O que lhe chama mais a atenção a você, brasileiro de adoção, neste Papa argentino?

Antes de tudo, um esclarecimento: quando, no longínquo mês de fevereiro de 1964, eu e outros dois amigos da “Gioventù Studentesca” ingressamos no Seminário de Belo Horizonte para cursar teologia, o nosso Reitor, padre Hélio Ângelo Raso, filho de italianos, deu-nos esta recomendação: “A partir de hoje, esqueçam ser italianos, mas nunca imaginem ter se tornado brasileiros…”. É uma diretriz que me acompanhou sempre durante estes 50 anos, e que hoje vale mais que nunca, preservando-me de toda presunção e pretensão, seja de “colonialismo cultural”, seja de “terceiro-mundismo” fátuo.

E como Pigi Bernareggi o que você responderia?

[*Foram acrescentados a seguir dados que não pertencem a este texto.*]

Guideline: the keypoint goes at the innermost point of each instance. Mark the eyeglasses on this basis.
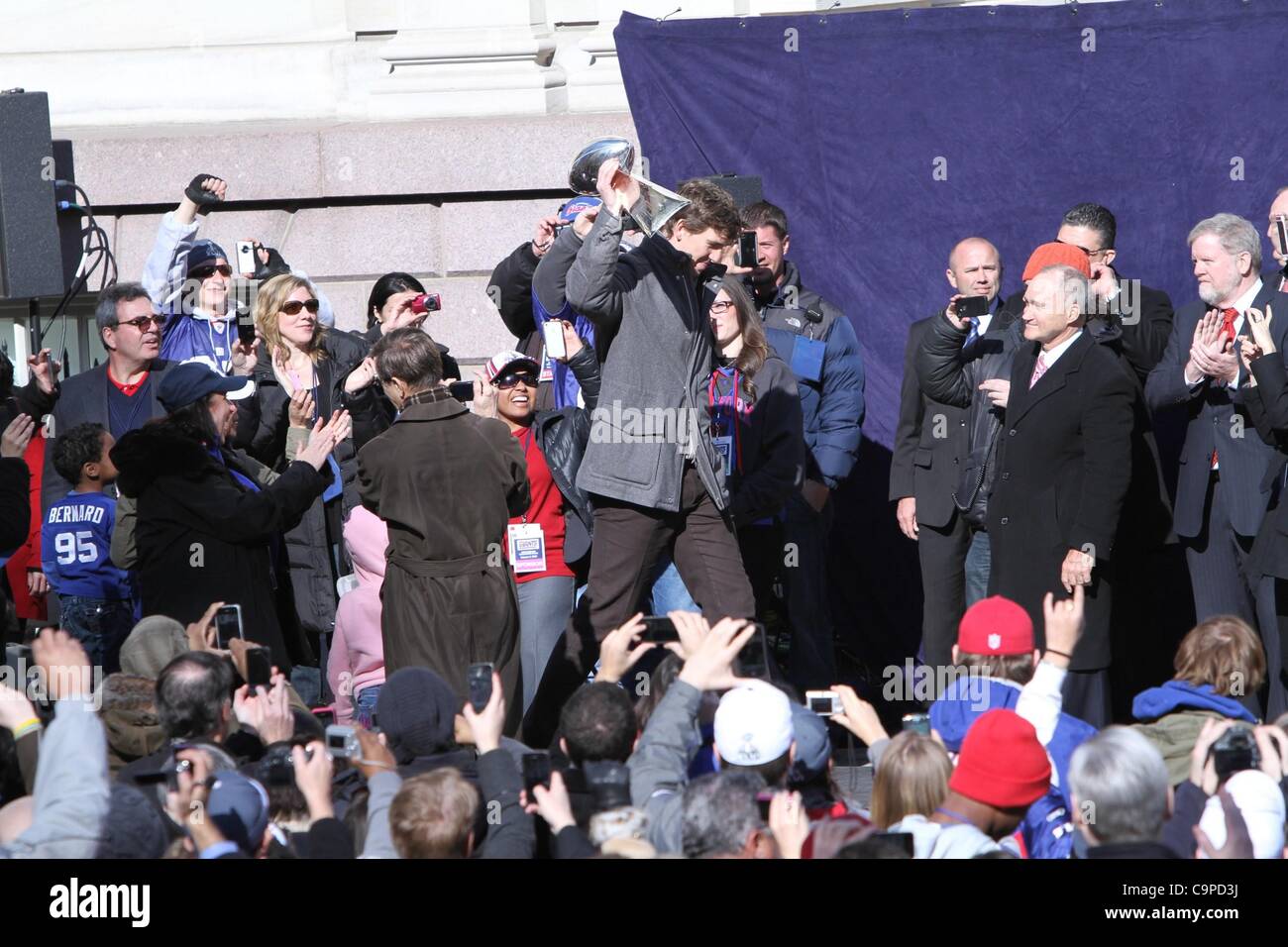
(292, 307)
(142, 322)
(1091, 254)
(514, 377)
(205, 272)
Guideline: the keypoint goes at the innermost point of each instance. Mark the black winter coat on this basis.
(938, 361)
(204, 538)
(1063, 471)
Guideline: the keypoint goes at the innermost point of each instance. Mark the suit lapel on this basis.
(1052, 379)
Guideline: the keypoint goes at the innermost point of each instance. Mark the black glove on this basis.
(205, 200)
(275, 265)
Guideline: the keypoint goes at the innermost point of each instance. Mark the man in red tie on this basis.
(1223, 488)
(1063, 466)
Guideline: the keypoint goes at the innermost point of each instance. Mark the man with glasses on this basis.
(1141, 313)
(191, 281)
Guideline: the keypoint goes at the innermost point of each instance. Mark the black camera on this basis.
(1234, 751)
(609, 784)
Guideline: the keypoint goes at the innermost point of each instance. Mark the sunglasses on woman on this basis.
(205, 272)
(513, 377)
(292, 307)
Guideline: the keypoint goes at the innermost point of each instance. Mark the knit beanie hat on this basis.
(1003, 763)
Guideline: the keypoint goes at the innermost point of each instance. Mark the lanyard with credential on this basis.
(711, 401)
(526, 438)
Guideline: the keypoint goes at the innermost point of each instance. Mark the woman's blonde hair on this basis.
(273, 294)
(1224, 652)
(911, 780)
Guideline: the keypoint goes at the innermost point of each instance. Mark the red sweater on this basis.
(546, 509)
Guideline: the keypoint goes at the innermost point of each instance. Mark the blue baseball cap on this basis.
(191, 381)
(239, 806)
(204, 253)
(568, 213)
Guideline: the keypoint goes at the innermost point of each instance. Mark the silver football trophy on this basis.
(656, 205)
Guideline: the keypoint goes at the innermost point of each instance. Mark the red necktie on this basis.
(1228, 318)
(1038, 369)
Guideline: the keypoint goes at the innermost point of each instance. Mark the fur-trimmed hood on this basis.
(158, 450)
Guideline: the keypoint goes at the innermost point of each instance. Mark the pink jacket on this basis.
(357, 657)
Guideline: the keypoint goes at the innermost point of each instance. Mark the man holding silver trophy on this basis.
(656, 478)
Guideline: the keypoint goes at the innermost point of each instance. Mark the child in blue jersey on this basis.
(95, 596)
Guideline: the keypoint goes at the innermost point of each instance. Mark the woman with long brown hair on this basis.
(758, 432)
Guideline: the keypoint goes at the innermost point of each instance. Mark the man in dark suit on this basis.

Assistindo pela TV à sua visita ao Brasil para a Jornada Mundial da Juventude no Rio de Janeiro, observei que o Papa, quando estava imerso na multidão, tinha um semblante de papai para todos, suscitando enorme entusiasmo nas pessoas. Mas, quando estava com os bispos, os religiosos, os responsáveis – ou durante os deslocamentos de carro para usar o “papamóvel” -, mostrava uma aparência não digo tensa, mas pensativa e suspensa. Para responder à tua pergunta: o que mais me chama a atenção é exatamente esta alternância de alegria e de preocupação, ou “alegria na tribulação”. O Papa não é – como certos meios de comunicação queriam fazer acreditar – “simples como pomba”, mas mais evangelicamente “simples como pomba, e prudente  como serpente”.

E por que te chama a atenção esta alternância de semblante?

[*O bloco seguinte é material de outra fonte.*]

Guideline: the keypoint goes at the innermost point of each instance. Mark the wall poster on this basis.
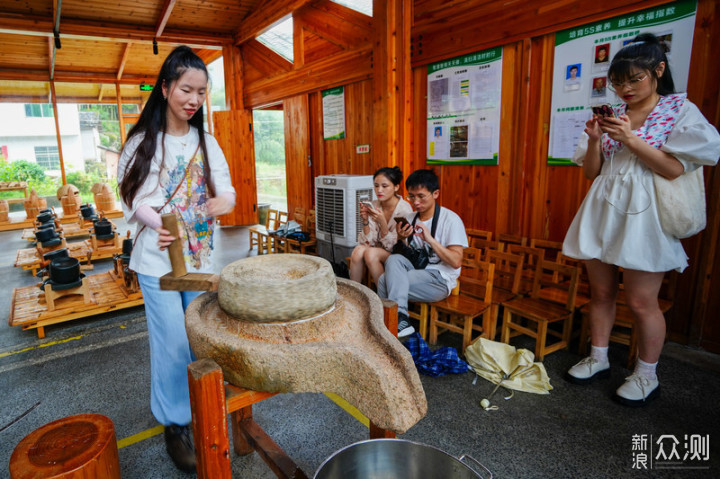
(334, 113)
(582, 59)
(463, 109)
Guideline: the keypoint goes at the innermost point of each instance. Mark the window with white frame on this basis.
(38, 110)
(47, 157)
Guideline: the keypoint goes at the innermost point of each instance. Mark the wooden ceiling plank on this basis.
(333, 28)
(123, 61)
(87, 30)
(164, 17)
(264, 16)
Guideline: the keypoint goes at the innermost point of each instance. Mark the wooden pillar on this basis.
(118, 97)
(392, 82)
(57, 130)
(207, 401)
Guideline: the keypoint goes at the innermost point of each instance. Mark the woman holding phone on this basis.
(617, 225)
(378, 235)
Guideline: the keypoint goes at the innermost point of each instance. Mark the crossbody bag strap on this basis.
(177, 188)
(436, 215)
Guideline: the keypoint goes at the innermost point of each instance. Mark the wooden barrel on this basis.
(75, 447)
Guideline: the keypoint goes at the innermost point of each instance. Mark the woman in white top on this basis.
(617, 225)
(379, 234)
(170, 165)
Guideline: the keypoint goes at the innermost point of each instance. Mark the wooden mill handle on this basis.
(177, 260)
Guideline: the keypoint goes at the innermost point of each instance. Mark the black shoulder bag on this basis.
(419, 257)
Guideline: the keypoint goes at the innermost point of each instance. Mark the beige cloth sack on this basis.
(681, 203)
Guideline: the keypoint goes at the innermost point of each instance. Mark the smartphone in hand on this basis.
(603, 110)
(401, 220)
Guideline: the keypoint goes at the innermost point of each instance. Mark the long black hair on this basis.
(644, 52)
(153, 120)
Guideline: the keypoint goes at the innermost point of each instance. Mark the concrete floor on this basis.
(101, 365)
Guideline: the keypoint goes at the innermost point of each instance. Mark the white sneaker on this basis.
(404, 329)
(587, 370)
(637, 390)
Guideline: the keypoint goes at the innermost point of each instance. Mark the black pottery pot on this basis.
(46, 234)
(64, 270)
(45, 217)
(103, 229)
(58, 253)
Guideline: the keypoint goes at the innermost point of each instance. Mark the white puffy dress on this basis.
(618, 222)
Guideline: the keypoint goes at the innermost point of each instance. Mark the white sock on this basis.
(599, 354)
(647, 370)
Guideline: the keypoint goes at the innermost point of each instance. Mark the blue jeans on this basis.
(402, 282)
(170, 351)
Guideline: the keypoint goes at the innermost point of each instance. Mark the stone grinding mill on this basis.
(283, 323)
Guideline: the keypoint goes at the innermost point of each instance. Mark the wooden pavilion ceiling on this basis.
(104, 44)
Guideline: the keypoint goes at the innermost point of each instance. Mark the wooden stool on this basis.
(73, 447)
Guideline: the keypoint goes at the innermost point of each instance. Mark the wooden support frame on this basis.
(211, 400)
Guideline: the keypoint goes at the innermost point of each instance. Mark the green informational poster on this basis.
(334, 113)
(582, 59)
(463, 110)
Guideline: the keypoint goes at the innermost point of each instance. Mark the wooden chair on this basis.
(479, 234)
(258, 234)
(507, 238)
(532, 256)
(303, 247)
(552, 248)
(459, 310)
(275, 243)
(506, 283)
(540, 313)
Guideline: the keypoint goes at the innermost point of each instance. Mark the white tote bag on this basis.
(681, 203)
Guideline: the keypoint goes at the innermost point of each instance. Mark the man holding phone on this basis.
(445, 242)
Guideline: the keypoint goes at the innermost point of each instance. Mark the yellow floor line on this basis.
(51, 343)
(141, 436)
(349, 408)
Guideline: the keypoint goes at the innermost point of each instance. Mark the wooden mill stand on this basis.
(211, 400)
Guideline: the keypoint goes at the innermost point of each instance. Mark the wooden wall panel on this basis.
(297, 153)
(233, 130)
(339, 156)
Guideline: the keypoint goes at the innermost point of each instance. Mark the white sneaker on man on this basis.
(637, 391)
(587, 370)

Porque atinge, mesmo no meu pequeno âmbito, a minha experiência de Igreja no mundo à qual eu fui radicalmente introduzido por dom Giussani na época de GS na escola Berchet e na Universidade Católica de Milão, e, depois, aqui no Brasil pelos grandes mestres que tive a sorte, ou melhor, a graça, de seguir no seminário no curso de Teologia; e, por fim, nas múltiplas facetas de todo o meu pobre trabalho pastoral na periferia, no centro, nas favelas, no meio dos sem-casa, etc. A Igreja está sempre em obras, também quando parece parada no tempo ou no espaço. Aliás, quando parece mais parada, é porque o trabalho está acontecendo “dentro”. Dom Giussani citava sempre: “Omnis gloria filiae regis ab intus”: todo o esplendor da filha do Rei vem de dentro! Simplicidade e astúcia são os componentes indispensáveis desta construção – como cimento e água nos canteiros de obras. O trabalho pastoral é sempre o resultado fascinante da nossa participação no insondável mistério de Deus que se fez astutamente carne.

Missionário, padre, você está na “periferia” há mais de cinquenta anos. Que efeito lhe produz um Papa que exorta a Igreja a sair, a ir ao encontro das pessoas, a caminhar com elas, a não ter “medo de entrar na noite dos homens”, como disse exatamente no Brasil…

Esta “diretriz” de Papa Francisco (não um simples “conselho”) me lembra instintivamente Dom Giussani na “Gioventù Studentesca”, que, a nós rapazinhos do colégio, ignaros de quase tudo que se referisse à Igreja, porque éramos de tradição quase sempre burguesa indiferente à religião, dizia para ir aos colegas de classe, para mergulhar na problemática do “obscurantismo burguês anticlerical” dominante na escola pública italiana, de “compartilhar” a situação das pessoas abandonadas na neblina da Baixada Milanesa, e levar a todos os lugares a experiência nova do viver a comunidade cristã no ambiente. Ele nos mandava pra cá e pra lá, por toda a Lombardia, e, depois, por toda a Itália, a lançar a proposta inicial da comunidade no ambiente, sem nos afligir pela oposição sistemática da mentalidade “paroquialista” de alguns monsenhores de plantão…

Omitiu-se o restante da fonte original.